The Barnes Brothers Call ‘East Nashville Tonight’ Their ‘Hypothetical Documentary’
East Nashville Tonight, co-directed by brothers Todd and Brad Barnes, is hilariously summed up in the film’s official synopsis:
In February of 2013, the Barnes Brothers attempted to shoot a documentary about the lives of Todd Snider, Elizabeth Cook and other touring songwriters residing in the burgeoning East Nashville neighborhood.
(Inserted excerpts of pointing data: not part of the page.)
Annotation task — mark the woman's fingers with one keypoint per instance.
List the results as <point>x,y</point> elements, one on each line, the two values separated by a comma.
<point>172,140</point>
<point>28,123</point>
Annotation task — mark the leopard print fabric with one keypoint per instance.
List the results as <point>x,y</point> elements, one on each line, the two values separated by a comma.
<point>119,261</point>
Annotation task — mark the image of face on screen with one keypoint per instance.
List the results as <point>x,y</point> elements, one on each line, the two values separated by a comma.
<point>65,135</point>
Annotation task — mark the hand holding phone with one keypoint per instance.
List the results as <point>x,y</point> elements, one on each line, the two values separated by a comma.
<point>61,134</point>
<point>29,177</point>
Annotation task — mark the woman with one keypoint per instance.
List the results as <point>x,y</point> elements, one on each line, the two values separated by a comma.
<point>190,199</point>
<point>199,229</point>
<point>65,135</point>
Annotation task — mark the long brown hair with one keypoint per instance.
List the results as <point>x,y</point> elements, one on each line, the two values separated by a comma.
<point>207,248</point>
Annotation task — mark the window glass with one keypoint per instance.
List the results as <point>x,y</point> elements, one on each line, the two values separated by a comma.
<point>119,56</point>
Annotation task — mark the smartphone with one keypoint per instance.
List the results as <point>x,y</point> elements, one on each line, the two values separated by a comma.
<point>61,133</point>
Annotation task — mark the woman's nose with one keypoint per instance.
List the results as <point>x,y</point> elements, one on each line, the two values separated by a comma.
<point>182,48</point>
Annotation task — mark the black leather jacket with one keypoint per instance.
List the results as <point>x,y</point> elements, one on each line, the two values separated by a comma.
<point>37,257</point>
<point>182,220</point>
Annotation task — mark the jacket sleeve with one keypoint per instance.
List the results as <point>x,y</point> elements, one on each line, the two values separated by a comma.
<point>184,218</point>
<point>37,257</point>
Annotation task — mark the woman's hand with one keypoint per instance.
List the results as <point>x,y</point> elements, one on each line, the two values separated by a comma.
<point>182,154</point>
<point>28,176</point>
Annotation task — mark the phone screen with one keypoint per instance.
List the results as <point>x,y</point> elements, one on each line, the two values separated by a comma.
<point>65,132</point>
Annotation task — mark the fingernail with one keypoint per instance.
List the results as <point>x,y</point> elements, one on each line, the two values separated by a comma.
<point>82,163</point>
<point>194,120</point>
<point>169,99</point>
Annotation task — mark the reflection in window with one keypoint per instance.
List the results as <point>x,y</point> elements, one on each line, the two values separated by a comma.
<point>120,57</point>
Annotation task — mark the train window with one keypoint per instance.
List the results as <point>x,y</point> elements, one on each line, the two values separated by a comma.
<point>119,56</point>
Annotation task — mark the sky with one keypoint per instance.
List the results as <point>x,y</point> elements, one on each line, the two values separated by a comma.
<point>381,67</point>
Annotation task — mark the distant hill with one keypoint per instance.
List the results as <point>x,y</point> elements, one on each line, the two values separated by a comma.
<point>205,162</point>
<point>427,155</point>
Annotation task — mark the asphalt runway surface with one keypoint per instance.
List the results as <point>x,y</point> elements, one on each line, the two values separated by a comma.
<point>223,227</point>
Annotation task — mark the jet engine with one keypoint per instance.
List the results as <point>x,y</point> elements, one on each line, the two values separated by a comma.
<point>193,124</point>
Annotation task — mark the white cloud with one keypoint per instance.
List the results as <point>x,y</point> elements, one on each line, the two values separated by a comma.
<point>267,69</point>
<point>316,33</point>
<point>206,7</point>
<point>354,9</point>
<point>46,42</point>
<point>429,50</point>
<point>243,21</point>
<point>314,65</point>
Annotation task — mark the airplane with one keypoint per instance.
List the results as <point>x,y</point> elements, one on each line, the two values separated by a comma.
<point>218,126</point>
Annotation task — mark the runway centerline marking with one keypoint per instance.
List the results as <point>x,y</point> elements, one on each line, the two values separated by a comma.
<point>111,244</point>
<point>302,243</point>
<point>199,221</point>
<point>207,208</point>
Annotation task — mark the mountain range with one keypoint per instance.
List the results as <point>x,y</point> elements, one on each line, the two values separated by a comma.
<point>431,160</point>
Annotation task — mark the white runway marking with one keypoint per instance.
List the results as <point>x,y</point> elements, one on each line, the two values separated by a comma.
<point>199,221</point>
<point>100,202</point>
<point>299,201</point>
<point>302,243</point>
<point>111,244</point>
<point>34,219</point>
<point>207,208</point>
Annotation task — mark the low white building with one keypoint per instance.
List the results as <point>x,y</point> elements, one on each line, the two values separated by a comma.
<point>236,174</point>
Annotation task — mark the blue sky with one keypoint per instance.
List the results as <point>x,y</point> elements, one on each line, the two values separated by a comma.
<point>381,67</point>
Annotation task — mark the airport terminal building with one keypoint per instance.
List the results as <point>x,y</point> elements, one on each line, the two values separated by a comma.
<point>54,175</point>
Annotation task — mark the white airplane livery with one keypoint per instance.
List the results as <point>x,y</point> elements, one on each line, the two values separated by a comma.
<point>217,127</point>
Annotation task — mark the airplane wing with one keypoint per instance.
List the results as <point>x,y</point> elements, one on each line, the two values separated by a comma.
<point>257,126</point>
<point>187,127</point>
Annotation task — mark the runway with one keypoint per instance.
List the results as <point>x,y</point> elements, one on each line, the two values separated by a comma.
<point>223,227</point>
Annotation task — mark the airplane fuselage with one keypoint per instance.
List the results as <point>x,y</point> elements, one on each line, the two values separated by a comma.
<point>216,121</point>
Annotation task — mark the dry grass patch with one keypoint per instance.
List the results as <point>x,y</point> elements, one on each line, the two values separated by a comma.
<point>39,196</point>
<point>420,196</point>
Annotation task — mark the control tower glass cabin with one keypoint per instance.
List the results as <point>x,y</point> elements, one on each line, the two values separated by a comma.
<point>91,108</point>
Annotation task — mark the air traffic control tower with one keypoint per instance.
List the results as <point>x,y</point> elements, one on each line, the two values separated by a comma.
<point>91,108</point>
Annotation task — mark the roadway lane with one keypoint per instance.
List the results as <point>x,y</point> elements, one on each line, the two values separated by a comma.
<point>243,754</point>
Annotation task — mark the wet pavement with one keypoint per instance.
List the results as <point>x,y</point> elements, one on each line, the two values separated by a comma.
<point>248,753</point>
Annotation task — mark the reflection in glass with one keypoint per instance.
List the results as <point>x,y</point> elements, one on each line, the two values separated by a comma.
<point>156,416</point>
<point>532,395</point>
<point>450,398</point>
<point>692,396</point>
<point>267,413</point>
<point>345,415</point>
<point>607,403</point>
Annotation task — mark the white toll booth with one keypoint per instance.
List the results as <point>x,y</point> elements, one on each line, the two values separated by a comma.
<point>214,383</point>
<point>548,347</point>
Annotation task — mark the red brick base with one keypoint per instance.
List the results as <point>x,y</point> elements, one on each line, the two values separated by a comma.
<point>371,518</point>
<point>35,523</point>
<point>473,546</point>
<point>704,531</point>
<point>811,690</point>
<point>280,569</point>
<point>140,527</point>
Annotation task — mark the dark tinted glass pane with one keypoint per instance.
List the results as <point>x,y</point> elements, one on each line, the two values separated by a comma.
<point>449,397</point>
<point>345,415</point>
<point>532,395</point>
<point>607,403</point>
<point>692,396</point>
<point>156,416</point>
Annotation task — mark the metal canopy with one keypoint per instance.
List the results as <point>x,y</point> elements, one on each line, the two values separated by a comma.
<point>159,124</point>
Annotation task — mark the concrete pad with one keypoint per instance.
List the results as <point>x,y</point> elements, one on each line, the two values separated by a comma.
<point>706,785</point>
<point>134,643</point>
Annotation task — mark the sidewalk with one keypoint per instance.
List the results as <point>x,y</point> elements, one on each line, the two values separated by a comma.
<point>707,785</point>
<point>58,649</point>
Instead, drugs and booze took over
They ended up with: East Nashville Tonight
The drunk docu-comedy follows the talented musicians as they get drunk, stoned, and make killer music together on the streets of East Nashville, blurring the lines between fiction and non-fiction. The film releases today on eastnashvilletonight.com as a part of a unique partnership with VHX and Bond360, delivering the boozy hangout movie to fans directly. The Barnes brothers can monitor the number of people buying the film, who they are, and where they come from, all in real time, making the connection from filmmaker to viewer more immediate than ever. With the tectonic plates of film distribution constantly shifting and evolving, this setup could very well be the way of the future for independent film.
Todd and Brad spoke with us on the phone (along with an unexpected guest appearance by one of the film’s stars) about the film being best experienced at home with friends, shaping the film in the editing room, their partnership with VHX and Bond360, and much more.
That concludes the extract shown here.